La honte, elle, est une expérience de soi exposé dans sa vulnérabilité. Ce n’est pas un acte qui est jugé, c’est l’être même. Elle surgit dans le regard réel ou intériorisé d’un autre qui voit sans amour, juge sans reconnaître. Elle engendre un effondrement narcissique, une volonté de se cacher, de disparaître.
Chez Albert Ciccone, la honte est souvent le reflet d’une rupture du lien d’attachement, une trace laissée par un environnement qui n’a pas permis à l’enfant d’exister en sécurité. Là où la culpabilité engage le Surmoi, la honte affecte le narcissisme primaire.

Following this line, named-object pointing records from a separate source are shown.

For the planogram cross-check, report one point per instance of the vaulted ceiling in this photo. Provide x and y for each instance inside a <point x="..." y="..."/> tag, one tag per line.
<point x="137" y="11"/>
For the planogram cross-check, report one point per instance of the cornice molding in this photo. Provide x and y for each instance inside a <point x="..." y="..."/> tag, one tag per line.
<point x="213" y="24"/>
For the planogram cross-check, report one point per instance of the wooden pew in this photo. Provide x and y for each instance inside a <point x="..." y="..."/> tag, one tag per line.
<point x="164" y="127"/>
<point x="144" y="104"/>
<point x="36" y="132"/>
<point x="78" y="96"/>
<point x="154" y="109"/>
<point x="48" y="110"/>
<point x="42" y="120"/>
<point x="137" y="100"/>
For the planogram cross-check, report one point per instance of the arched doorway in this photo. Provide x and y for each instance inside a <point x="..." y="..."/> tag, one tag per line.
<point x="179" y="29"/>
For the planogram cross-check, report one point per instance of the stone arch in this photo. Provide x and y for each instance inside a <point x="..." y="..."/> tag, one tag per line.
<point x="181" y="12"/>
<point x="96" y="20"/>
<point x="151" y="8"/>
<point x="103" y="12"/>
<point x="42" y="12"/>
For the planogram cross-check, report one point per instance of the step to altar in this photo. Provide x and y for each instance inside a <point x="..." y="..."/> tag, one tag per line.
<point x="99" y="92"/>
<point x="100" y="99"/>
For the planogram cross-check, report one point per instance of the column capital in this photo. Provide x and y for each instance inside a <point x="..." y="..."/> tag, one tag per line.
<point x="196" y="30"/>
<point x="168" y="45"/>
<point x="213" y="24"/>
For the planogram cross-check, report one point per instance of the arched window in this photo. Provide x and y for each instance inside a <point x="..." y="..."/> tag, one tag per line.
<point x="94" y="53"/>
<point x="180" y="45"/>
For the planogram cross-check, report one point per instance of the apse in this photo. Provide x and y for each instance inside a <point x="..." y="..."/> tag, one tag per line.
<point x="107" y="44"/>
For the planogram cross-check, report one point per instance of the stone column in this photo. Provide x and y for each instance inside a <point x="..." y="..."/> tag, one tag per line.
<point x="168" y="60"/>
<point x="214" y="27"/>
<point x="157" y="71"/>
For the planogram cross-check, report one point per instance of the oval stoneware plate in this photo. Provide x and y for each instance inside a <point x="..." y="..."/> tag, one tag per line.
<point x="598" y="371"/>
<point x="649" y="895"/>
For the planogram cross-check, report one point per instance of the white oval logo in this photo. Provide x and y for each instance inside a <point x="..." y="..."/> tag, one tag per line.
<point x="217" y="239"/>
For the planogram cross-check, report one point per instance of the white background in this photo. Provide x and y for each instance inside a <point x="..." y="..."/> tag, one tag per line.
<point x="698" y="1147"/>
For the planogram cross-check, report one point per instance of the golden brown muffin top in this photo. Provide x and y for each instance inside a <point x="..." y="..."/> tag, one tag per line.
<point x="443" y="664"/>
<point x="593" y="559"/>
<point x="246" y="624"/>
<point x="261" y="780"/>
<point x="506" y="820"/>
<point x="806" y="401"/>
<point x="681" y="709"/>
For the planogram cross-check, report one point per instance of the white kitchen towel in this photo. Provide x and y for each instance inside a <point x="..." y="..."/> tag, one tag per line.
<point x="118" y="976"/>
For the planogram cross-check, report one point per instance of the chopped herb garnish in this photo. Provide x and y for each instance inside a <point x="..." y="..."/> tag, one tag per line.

Ferrant souligne que la honte peut devenir un mode d’existence invisible : une défense contre le désir d’être vu, une tentative d’effacer tout ce qui pourrait exposer une faille, un défaut, une étrangeté.
2. Origines infantiles : entre éthique intériorisée et blessures du narcissisme
🔸 La culpabilité dans le développement de la conscience morale
Sur le plan développemental, la culpabilité apparaît entre 3 et 6 ans, au moment où l’enfant commence à intérioriser les règles, à comprendre les interdits, à distinguer ses désirs de ceux des figures parentales. C’est le temps du complexe d’Œdipe, où la structuration du Surmoi commence.
Mais cette culpabilité peut être déformée ou hypertrophiée si les exigences parentales sont trop rigides, si l’enfant se sent responsable du bien-être de ses parents, ou si une loyauté familiale implicite le contraint à renoncer à sa propre autonomie.
On rencontre ainsi des enfants qui, devenus adultes, vivent dans un rapport excessif à la norme, ou bien à l’inverse, dans la transgression compulsive comme tentative d’échapper à une culpabilité sourde et persistante.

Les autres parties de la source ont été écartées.